Comme un texte prémonitoire, ce qu’il a écrit il y a quelques jours vient de se réaliser.
Ce jeudi midi, Sacha Filipenko nous apprend que son père a été kidnappé ce matin par sept hommes armés à son domicile à Minsk, au Bélarus. Sacha Filipenko, exilé en Suisse, est une des plumes de Kometa. Et c’est une des missions de notre revue: publier des auteurs en exil ou menacés dans leur pays.
L’écrivain nous dit, par mail: «Ce matin, sept personnes armés de mitrailleuses ont fait effraction chez mes parents. Mes parents ont été jetés à terre. Il a 62 ans, elle 60. Les hommes armés ont passé les menottes à mon père, comme à un vulgaire criminel. Ils ont fouillé l’appartement, tout retourné, pris les ordinateurs, les téléphones. Mon père a été emmené. Je n’ai aucune idée d’où il se trouve. En partant, ils ont dit à ma mère: «Tu peux remercier ton fils!».

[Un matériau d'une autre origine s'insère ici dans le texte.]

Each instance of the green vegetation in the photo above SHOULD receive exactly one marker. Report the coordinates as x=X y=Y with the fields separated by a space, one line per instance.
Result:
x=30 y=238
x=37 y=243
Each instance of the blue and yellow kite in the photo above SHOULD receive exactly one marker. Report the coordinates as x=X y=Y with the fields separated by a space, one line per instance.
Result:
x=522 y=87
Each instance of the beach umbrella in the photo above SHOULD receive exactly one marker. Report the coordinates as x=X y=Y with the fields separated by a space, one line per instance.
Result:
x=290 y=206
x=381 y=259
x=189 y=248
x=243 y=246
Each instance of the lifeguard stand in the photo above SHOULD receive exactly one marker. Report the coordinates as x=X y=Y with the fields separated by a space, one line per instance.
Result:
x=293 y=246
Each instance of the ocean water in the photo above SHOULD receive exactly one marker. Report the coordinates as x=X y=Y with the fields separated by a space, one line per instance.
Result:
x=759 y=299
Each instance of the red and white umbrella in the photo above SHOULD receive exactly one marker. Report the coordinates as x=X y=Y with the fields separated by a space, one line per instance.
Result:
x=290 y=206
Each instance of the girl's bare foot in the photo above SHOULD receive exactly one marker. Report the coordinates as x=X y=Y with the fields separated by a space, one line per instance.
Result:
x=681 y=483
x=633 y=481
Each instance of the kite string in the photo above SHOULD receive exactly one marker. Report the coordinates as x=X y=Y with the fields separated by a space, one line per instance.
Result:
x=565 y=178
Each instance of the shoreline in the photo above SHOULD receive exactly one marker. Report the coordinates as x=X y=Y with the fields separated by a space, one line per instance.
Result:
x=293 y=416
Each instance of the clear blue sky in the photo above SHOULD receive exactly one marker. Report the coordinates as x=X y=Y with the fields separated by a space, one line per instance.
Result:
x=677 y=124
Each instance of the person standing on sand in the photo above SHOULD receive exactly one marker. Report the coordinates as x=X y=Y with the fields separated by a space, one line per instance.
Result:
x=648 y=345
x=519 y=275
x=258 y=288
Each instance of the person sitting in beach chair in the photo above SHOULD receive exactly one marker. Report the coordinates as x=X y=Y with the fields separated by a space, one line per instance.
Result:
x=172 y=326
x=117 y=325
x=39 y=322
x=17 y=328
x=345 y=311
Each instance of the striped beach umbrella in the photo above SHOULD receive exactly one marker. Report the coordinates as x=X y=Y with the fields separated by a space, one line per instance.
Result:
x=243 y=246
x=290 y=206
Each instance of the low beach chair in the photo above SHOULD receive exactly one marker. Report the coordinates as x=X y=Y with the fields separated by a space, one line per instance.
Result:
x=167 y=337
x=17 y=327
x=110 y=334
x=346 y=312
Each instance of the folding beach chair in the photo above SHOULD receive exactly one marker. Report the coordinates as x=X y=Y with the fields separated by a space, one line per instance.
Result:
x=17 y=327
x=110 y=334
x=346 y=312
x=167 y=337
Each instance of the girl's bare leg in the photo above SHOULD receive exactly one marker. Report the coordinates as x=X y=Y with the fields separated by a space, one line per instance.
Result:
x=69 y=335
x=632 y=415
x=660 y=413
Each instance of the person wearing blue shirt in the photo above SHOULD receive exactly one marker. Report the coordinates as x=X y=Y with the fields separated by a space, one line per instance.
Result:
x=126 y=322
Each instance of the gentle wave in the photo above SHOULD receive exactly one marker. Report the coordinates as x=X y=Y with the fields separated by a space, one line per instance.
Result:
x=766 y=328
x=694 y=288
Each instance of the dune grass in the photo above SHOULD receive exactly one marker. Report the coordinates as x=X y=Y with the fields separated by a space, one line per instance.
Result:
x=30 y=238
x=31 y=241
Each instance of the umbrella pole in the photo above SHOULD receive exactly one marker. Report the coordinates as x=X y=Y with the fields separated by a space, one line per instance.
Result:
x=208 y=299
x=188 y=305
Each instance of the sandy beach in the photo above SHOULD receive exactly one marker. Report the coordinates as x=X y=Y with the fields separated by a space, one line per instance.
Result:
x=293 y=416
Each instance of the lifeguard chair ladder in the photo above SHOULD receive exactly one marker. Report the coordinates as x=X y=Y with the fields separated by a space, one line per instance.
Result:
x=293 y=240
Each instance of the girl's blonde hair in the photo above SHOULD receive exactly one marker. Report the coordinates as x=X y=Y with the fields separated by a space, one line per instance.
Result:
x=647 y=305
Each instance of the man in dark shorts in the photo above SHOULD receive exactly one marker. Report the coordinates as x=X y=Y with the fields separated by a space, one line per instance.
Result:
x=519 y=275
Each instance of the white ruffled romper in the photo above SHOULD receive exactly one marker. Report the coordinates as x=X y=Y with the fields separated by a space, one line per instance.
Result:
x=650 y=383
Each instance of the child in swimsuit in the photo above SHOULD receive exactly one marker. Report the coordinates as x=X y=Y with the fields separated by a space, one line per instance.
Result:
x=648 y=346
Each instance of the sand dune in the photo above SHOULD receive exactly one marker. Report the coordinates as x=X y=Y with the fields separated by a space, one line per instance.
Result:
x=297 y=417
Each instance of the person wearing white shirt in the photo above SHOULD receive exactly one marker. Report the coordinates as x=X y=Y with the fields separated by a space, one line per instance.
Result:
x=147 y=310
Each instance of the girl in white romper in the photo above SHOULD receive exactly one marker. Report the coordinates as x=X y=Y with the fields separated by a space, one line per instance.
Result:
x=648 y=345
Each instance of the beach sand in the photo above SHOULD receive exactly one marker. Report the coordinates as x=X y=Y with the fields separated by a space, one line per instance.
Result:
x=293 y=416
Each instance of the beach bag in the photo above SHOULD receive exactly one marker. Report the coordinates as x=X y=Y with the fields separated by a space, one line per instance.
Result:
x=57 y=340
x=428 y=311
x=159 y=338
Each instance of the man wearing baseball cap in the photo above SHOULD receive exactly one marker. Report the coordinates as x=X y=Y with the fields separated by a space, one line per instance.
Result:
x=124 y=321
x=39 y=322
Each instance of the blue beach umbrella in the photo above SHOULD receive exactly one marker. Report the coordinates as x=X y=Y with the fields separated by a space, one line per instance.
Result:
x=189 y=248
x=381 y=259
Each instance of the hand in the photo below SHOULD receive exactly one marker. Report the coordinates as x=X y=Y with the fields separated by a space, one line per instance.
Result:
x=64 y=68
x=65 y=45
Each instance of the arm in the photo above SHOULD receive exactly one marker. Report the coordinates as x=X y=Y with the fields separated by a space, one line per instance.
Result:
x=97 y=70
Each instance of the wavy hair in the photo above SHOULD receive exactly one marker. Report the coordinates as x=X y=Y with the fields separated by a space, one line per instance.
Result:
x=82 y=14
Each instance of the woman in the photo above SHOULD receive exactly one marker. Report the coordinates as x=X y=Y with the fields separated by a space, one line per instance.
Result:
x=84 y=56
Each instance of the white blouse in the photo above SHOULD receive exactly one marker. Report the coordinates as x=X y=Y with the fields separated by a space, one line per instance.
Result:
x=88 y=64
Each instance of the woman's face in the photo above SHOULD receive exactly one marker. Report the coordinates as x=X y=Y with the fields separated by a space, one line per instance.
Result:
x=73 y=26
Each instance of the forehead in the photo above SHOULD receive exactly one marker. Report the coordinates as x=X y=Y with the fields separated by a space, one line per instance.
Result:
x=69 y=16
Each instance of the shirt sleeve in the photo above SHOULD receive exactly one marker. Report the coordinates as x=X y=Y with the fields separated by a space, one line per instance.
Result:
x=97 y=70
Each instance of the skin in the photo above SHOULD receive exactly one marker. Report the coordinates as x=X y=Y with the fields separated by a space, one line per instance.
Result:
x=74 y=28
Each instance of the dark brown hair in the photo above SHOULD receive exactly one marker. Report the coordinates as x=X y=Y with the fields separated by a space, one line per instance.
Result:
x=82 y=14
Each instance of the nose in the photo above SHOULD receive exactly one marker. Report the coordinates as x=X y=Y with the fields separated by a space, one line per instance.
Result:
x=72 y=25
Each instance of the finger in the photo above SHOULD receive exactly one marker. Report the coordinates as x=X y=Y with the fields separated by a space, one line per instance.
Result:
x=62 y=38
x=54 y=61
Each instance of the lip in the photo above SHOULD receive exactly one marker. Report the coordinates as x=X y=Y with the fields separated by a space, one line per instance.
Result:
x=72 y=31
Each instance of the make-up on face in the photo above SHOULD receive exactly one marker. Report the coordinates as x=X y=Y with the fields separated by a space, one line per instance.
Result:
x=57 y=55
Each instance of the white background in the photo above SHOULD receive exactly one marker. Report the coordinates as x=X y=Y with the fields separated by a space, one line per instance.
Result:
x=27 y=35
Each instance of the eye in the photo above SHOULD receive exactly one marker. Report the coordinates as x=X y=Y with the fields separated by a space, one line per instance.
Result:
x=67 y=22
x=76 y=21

Tout ceci a eu lieu sans cadre légal. Un «kidnapping», résume Sacha Filipenko, qui parle aussi de «prise d’otage». L’auteur bélarusse ajoute qu’il est «important» de faire savoir ce qui s’est passé. «On ne peut pas kidnapper les gens. On ne peut pas kidnapper les parents des écrivains et des journalistes pour les obliger à se taire. Il est évident qu'ils font pression sur moi pour que j'arrête de parler dans la presse européenne. Pour que vous, par exemple, ne publiiez pas mon article.»